NORCROSS -- During the recent "Almost Elton John" concert, the city of Norcross unveiled the newest public work of art: an 11-foot diameter mosaic in Thrasher Park located between the pavilion and the playground. The city's Public Works Department installed spotlights so that the piece is illuminated from dusk to dawn.
"Norcross is described as 'a place to imagine,'" Mayor Bucky Johnson said. "This mosaic is an exciting example of how true that statement is, and how the community and the city come together to find creative ways to showcase the arts."
The mosaic was designed by Anne Labaire, member of the local Kudzu arts group and crafted by Jennifer Freeman, an artist from Johns Creek.
"I think anytime art is around, it increases the value of living in the community," Labaire said. "It is a quality of life -- fun and whimsical."
The city of Norcross and the Norcross Arts Alliance, a nonprofit organization dedicated to supporting cultural arts in the city, sponsored the creation of the piece.
The nonprofit asked several local artists to send in ideas for a public work of art in the park. After looking through each submission, the idea of a mosaic was chosen and Freeman was selected to be the artist. Then the NAA, Mayor Johnson and the City Council members needed to settle on the design for the piece because they couldn't come to an agreement with Freeman.
"I think we had Jennifer (Freeman) picked out before we picked the art," NAA President Charlie Riehm said. "We walked into Anne's (Labaire) office and saw one of her paintings. We knew it was the one."

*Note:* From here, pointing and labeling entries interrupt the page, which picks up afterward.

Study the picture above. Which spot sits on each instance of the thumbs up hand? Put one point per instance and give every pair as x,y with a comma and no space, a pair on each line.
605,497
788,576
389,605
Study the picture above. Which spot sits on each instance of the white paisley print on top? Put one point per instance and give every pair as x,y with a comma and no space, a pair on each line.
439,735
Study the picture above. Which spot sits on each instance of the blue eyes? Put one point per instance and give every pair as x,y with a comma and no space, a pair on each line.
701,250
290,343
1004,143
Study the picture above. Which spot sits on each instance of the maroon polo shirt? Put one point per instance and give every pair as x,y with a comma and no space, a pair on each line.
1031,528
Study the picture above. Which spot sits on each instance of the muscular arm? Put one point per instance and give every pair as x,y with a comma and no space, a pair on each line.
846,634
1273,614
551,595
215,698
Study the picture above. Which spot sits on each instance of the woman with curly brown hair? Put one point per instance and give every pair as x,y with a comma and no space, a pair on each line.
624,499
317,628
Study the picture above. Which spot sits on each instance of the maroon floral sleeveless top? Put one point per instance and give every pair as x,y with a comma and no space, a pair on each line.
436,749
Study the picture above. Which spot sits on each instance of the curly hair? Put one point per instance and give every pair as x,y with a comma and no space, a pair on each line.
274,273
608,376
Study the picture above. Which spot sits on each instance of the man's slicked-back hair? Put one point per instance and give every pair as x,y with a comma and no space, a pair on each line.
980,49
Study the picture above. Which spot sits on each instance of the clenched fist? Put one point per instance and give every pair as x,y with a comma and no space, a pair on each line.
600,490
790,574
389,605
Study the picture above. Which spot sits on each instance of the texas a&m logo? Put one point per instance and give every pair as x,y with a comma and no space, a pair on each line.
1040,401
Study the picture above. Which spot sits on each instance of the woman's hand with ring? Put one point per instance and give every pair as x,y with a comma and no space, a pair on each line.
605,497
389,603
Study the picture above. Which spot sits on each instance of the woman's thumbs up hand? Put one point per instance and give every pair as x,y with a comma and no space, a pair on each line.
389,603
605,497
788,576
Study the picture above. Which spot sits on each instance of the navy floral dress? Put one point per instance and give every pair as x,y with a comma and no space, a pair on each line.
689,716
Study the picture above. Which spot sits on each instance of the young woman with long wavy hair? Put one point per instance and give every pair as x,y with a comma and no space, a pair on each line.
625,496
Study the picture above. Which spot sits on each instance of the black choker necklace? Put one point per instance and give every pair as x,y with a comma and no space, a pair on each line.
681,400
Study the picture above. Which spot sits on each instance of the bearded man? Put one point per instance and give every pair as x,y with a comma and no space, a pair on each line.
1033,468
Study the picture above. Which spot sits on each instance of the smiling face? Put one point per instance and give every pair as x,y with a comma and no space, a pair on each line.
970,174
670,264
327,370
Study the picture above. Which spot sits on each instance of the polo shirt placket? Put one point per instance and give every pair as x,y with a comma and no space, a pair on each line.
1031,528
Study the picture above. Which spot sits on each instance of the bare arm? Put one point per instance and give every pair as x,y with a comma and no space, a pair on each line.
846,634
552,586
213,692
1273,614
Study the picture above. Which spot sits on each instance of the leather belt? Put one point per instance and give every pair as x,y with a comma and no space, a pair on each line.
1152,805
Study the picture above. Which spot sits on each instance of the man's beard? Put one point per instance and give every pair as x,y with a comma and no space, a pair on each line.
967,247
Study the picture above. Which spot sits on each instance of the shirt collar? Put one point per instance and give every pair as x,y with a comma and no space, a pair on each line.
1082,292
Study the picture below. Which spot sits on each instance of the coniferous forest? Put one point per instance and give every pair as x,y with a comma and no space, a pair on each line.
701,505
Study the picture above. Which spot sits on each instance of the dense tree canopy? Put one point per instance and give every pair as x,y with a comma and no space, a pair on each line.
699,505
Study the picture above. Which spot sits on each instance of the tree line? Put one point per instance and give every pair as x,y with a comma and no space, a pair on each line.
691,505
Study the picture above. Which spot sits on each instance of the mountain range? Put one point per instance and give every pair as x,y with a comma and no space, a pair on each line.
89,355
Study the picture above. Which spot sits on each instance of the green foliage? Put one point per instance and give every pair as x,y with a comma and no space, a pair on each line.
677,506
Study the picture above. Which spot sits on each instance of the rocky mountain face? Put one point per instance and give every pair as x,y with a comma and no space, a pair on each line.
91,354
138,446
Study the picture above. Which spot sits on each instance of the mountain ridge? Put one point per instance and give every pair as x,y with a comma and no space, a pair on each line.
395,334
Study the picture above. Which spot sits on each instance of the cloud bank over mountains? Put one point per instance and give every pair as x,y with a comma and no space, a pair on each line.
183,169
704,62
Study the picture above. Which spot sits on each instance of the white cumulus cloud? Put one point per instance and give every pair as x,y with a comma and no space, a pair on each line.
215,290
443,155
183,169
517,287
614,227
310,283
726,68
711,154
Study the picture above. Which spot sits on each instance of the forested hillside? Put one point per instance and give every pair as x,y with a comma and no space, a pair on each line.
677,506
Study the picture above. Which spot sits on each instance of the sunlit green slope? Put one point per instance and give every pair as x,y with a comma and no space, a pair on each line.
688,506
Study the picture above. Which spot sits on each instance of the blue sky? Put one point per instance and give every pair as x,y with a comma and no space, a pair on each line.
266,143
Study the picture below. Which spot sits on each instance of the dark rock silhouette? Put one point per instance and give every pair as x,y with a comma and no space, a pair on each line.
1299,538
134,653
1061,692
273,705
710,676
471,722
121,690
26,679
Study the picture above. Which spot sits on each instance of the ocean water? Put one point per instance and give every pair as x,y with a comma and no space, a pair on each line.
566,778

The mosaic is inspired by a piece Labaire created called "Inspiration." She adapted it into a circle and made a mock up for Freeman to use as a road map.
"Five out of five people loved the painting because it has music, love, fun and is funky," Labaire said. "The only change I made was making a martini glass into lemonade."
When all contracts were signed, Freeman began the project which lasted three and a half months.
"It was a very nice project to do and I love the design because it really lent itself to a mosaic," Freeman said. "Mosaics appeal to most people -- they really love them, but there aren't many of them around."
Riehm added, "It's a distinctive feature to upgrade the park. We think it will become the icon of Norcross."
The nonprofit plans to continue adding more artistic elements into the community, including restoring an old church rectory near City Hall to turn it into an art center which is scheduled to open Sept. 24.